Movember started with the best of intentions as an extremely Australian clarion call for vigilance on men’s health issues, specifically prostate cancer, which claims 30,000 lives a year. The movement started in 1999 and caught on quickly for one obvious reason: Every man, on some fundamental level, wants to see what he looks like with mustache. Thanks to the charitable endeavor, most men (the ones who work in offices where group emails urge young execs to take the “challenge") probably have. That’s both very good – men’s health is way better than the alternative – and really bad: Mustaches aren’t a joke.
Come November, facial hair leaves its home turf (Brooklyn, Portland, Austin) and makes its way into hairless hoods where dudes wearing the dude version of a basic bitch get-up (gingham button-down, baseball hat, bootcut jeans). It’s shocking to see those guys looking like Sam Elliott or, more likely, Che Guevara. And it prompts a question: Do they really care about health issues or are they simply letting their faces lie fallow so they can peacock around for a few weeks?

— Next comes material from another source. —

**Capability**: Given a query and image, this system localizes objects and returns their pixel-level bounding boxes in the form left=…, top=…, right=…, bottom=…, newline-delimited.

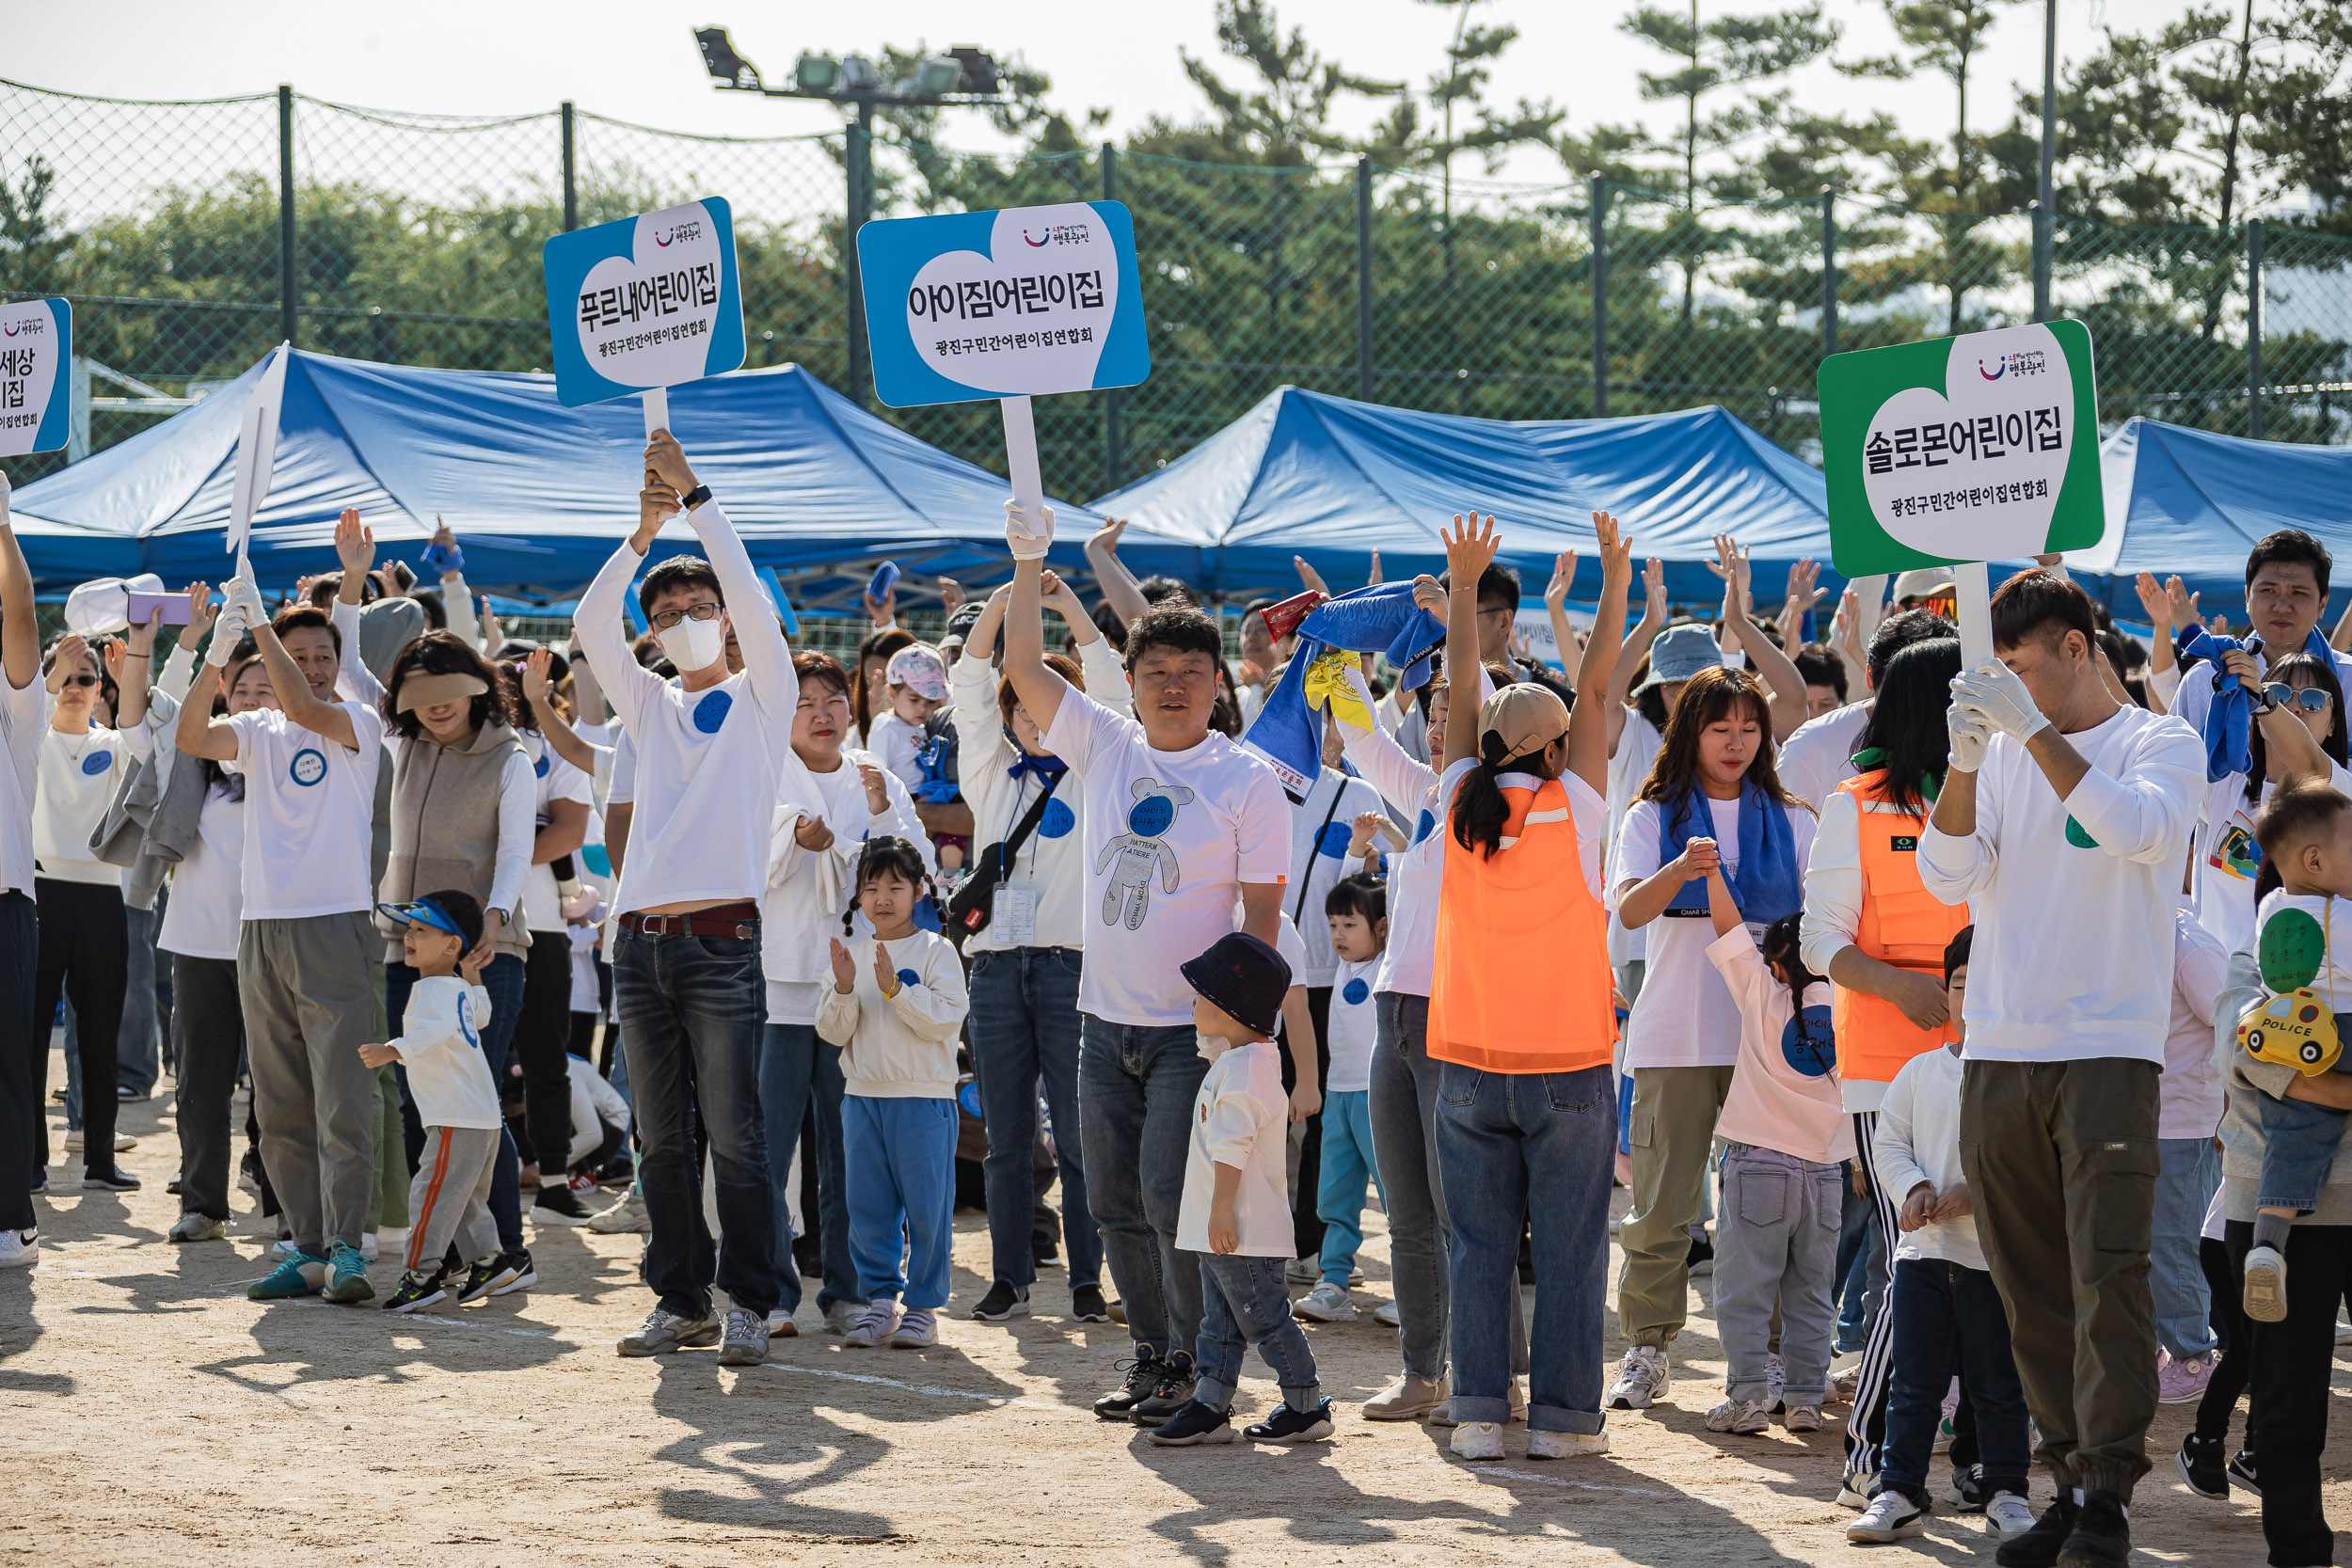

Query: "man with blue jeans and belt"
left=577, top=432, right=791, bottom=1368
left=998, top=499, right=1290, bottom=1425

It’s probably more the latter than the former in most cases. The Movember ‘stache and the Movember Project fundraising campaign have sort of diverged over the last few years. The mustache is becoming more of an event than a vehicle to raise funds. As long as the money keeps coming in, we’re fine with it from a moral standpoint, but pretty pissed about it from a grooming perspective. Mustaches shouldn’t be a seasonal decoration a la festive gourds. Mustaches should be mustaches.
The assumption underlying the whole event is – on some level anyway – that men wouldn’t otherwise being growing ‘staches, that a hairy lip is a fundamentally ironic statement. It shouldn’t be. Do most men look good with a third eyebrow? Not really. But some do and they should be able to embrace that fact without people asking where to donate. Movember stigmatizes a look that we kind of miss. Burt Reynolds looked awesome in the seventies – never forget.
Any legit organization that encourages selfish mopes to donate money and time to a good cause is admirable. Far be it for us to mock the Movember Project. Wouldn’t do it. We would, however, feel little shame being part of the backlash against the idea of a mustache-themed month. Every month can be mustache themed if you want it to be. That’s one of the best parts about being a healthy man.